How to automatically restart a linux background process if it fails?

Solution 1:

The easiest way would be to add it to /etc/inittab, which is designed to do this sort of thing:

respawn If the process does not exist, start the process. Do not wait for its termination (continue scanning the /etc/inittab file). Restart the process when it dies. If the process exists, do nothing and continue scanning the /etc/inittab file.

For example, you could do this:

# Run my stuff
myprocess:2345:respawn:/bin/myprocess

Solution 2:

Buildroot has three possible init systems, so there are three ways to do this:

BusyBox init

With this, one adds an entry to /etc/inittab.

::respawn:/bin/myprocess

Note that BusyBox init has an idiosyncratic /etc/inittab format.
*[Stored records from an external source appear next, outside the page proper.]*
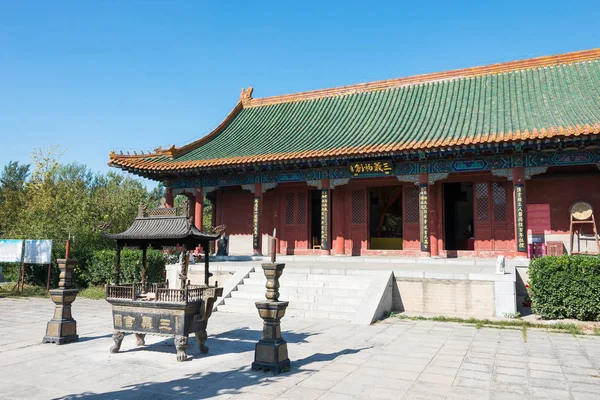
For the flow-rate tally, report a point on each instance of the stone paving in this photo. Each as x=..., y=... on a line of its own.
x=393, y=359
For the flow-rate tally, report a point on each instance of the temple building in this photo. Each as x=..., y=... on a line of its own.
x=475, y=162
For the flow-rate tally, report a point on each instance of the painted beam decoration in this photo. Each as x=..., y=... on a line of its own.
x=520, y=217
x=324, y=219
x=390, y=167
x=255, y=222
x=371, y=168
x=424, y=218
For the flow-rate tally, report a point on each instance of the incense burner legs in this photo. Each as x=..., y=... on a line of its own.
x=201, y=337
x=118, y=338
x=271, y=351
x=181, y=347
x=140, y=339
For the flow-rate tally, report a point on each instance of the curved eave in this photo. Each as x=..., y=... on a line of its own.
x=485, y=140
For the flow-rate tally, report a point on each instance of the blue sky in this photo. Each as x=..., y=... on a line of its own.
x=92, y=76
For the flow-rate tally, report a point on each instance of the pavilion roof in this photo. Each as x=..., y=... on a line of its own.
x=162, y=230
x=539, y=98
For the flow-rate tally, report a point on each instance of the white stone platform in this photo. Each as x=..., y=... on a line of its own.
x=334, y=287
x=393, y=359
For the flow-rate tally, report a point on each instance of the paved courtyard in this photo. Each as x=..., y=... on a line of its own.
x=393, y=359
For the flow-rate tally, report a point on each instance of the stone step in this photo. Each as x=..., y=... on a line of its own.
x=300, y=298
x=327, y=291
x=311, y=277
x=357, y=285
x=295, y=305
x=294, y=313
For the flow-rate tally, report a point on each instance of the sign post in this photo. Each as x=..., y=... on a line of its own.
x=12, y=251
x=40, y=252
The second field is meaningless, and the first field is not an ID but a device basename.

Linux "System V" init

Again, one adds an entry to /etc/inittab.

myprocess:2345:respawn:/bin/myprocess

systemd

One writes a unit file in, say, /etc/systemd/system/myprocess.service:

[Unit]
Description=My Process

[Service]
ExecStart=/bin/myprocess
Restart=always

[Install]
WantedBy=multi-user.target

Enable this to autostart at bootup with:

systemctl enable myprocess.service

Start it manually with:

systemctl start myprocess.service

Further reading

  • "3.1.3 init system". The Buildroot user manual.